There still seems to be a huge gap in the differences between browswers these days. When I was making pages for my employer in 2005 a lot of my time was dedicated to making sure a single web page looked the same in different browsers. Nothing has changed that. In fact, now there is even more problems with Google’s release of Crome, the latest edition to the “browser wars”.
I had the Hepburn Home Page built fresh this spring with a generic CSS template that I got from www.free-css.com called “manuscript” ( you can search by name on the site). It looked great – in Firefox. I never checked IE, since it’s been a while since “cross-browser compatibility” was a concern for me. I’ve offered to help some businesses with their web sites and even offered my site for viewing. Well, the Hepburn Home Page was a train wreck in IE! So, I quickly shut it down and put up a temporary site ( with the same content). I am now thinking I should just stick with a pre-tagged template instead of some generic template site.

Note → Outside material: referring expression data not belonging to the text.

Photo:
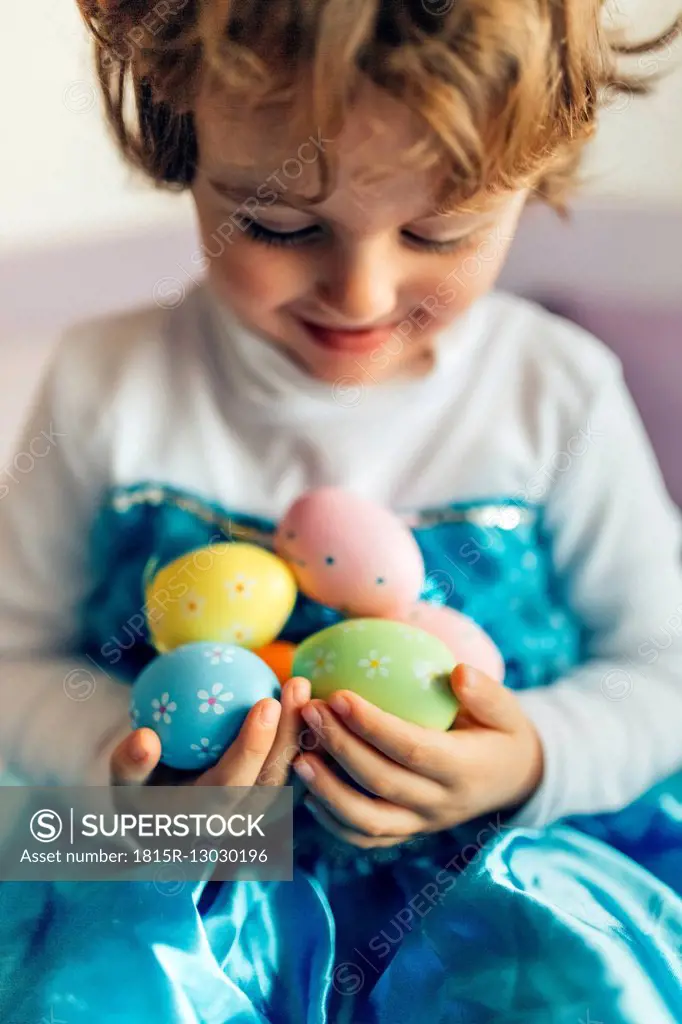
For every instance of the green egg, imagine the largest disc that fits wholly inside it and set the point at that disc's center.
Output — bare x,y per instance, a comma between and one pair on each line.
400,669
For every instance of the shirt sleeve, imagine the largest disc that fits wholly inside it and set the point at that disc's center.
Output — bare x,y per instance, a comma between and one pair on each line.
611,728
61,717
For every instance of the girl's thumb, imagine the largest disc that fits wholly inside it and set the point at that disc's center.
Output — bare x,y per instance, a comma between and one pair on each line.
484,699
135,758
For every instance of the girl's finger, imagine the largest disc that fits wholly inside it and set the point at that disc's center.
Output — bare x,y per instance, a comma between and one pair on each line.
334,826
295,693
486,701
135,758
369,815
244,760
372,769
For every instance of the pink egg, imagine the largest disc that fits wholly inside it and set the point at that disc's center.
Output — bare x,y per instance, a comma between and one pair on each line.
468,642
350,554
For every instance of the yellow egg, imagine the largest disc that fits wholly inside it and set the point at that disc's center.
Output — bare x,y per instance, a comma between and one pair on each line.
224,593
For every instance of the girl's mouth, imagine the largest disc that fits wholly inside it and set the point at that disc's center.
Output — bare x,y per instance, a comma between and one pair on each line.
349,341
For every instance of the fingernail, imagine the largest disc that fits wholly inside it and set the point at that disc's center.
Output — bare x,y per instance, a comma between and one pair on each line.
269,713
312,717
339,705
137,750
304,770
301,691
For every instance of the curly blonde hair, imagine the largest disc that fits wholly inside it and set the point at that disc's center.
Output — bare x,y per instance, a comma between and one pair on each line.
508,90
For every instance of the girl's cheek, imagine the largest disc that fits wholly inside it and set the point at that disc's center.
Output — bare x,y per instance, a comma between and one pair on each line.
257,275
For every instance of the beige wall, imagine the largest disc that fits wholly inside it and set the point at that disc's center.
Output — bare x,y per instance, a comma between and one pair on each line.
59,175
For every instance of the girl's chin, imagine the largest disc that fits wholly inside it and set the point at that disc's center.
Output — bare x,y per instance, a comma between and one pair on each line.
333,370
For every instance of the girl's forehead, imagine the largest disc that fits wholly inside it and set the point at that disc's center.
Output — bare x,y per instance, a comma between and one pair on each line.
375,173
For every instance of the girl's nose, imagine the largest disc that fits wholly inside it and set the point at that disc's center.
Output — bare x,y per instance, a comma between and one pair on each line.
358,286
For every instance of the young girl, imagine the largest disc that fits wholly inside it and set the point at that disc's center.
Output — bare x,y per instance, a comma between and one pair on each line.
358,169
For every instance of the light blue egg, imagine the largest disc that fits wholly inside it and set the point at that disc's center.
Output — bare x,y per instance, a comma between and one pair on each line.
196,698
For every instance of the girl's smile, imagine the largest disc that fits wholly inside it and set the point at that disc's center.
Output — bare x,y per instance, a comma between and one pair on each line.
331,282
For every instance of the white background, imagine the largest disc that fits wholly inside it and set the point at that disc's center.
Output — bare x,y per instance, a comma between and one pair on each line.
61,178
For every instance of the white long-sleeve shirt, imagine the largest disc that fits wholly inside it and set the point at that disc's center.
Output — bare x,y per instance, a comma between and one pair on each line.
520,403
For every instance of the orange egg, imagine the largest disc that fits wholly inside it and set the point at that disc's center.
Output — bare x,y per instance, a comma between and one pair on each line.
279,655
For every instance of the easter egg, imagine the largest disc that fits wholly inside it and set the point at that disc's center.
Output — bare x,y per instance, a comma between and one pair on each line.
280,656
196,698
350,554
468,642
398,668
225,593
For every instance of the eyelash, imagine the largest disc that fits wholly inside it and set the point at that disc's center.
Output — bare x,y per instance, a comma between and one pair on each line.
294,239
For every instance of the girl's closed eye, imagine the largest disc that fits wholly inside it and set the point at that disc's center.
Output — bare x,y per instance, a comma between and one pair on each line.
315,232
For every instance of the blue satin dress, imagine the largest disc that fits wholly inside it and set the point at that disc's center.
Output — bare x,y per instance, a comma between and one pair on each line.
581,922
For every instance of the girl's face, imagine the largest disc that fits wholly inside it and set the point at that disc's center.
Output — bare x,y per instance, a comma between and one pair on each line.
363,283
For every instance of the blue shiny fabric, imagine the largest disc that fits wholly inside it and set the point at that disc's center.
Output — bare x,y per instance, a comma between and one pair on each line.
581,922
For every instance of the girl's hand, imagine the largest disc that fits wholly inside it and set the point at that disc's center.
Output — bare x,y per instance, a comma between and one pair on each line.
420,780
261,755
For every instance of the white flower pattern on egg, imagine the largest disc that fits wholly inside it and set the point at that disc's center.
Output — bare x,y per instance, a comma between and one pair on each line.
212,700
240,587
163,709
239,634
323,662
375,664
204,748
193,604
219,654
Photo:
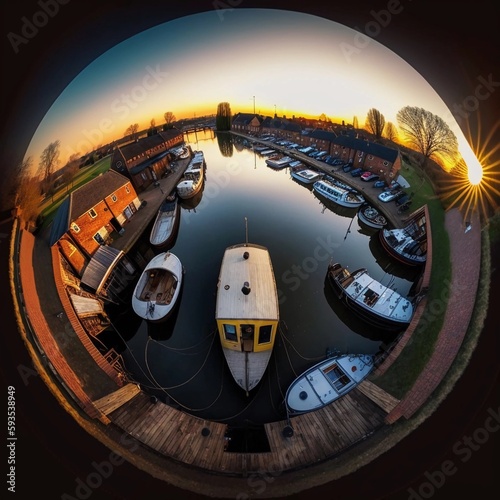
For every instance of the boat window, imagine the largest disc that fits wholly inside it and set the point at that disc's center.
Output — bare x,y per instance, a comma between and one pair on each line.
337,376
230,332
265,334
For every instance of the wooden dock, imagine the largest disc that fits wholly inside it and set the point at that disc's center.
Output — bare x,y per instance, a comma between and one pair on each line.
316,436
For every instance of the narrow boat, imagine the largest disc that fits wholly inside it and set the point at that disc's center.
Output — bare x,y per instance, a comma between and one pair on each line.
404,245
373,302
155,294
247,311
337,194
279,162
166,222
306,175
327,381
193,177
371,217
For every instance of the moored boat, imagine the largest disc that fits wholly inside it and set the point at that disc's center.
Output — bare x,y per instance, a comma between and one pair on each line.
338,194
157,290
405,246
166,222
371,217
193,177
327,381
373,302
247,311
278,162
306,175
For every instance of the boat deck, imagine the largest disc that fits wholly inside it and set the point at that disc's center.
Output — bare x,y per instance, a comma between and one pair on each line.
317,436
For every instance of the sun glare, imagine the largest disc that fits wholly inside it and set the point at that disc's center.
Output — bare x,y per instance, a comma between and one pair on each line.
474,183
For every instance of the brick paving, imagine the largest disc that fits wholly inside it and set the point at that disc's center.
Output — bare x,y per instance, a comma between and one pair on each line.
466,263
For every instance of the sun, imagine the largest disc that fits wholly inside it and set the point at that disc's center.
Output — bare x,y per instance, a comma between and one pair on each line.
474,183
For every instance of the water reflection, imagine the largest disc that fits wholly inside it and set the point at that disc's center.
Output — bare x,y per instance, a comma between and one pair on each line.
181,362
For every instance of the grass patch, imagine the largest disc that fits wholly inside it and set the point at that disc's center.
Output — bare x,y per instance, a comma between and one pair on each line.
403,373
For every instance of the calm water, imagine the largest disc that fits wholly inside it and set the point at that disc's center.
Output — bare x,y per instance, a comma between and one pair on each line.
181,361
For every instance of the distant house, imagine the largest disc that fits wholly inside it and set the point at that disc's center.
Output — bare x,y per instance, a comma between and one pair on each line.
90,214
376,158
247,123
318,138
282,128
148,159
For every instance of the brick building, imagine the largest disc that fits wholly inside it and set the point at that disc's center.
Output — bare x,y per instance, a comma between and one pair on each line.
90,214
148,159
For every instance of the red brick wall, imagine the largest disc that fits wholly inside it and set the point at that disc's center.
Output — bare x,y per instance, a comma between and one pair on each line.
89,226
123,199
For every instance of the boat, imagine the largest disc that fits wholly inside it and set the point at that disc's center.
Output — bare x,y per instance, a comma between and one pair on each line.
278,162
327,381
267,152
247,311
338,194
306,175
373,302
166,222
157,290
407,244
193,177
371,217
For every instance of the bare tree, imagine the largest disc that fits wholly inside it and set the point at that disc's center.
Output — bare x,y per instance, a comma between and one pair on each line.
70,170
375,122
427,133
132,130
49,159
390,131
27,194
169,119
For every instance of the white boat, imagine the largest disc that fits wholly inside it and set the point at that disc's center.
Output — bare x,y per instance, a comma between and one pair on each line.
373,302
278,162
155,294
306,175
371,217
338,194
166,222
326,382
247,311
267,152
406,245
193,177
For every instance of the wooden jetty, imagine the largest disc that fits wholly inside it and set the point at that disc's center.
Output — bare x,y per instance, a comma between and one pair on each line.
315,437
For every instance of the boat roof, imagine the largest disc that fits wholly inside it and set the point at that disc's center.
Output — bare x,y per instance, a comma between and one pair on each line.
257,270
379,298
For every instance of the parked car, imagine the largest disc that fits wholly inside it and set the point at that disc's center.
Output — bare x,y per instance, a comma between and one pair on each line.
401,200
379,184
369,176
386,196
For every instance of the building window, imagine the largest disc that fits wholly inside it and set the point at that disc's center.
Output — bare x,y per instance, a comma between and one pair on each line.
97,237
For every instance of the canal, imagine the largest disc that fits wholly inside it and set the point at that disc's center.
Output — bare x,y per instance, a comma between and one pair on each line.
181,361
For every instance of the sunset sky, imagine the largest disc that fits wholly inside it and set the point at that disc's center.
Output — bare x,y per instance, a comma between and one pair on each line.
302,64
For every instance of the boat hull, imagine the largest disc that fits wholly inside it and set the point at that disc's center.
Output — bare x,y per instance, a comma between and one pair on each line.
158,288
334,277
326,382
405,258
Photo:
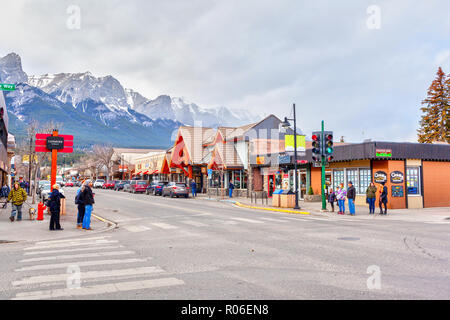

What I mean by pre-tagged is this: Every blog hosting site has templates that you can choose for your web log. I am most familiar with Google’s Blogger hosting service. Users are allowed to customize their site template which requires learning the custom tags and inserting them to the template where you want them. Bloggers help pages are great, but you still have to d.i.y. I the coding, but for every hour spent customizing code, one less hour is spent on writing good content.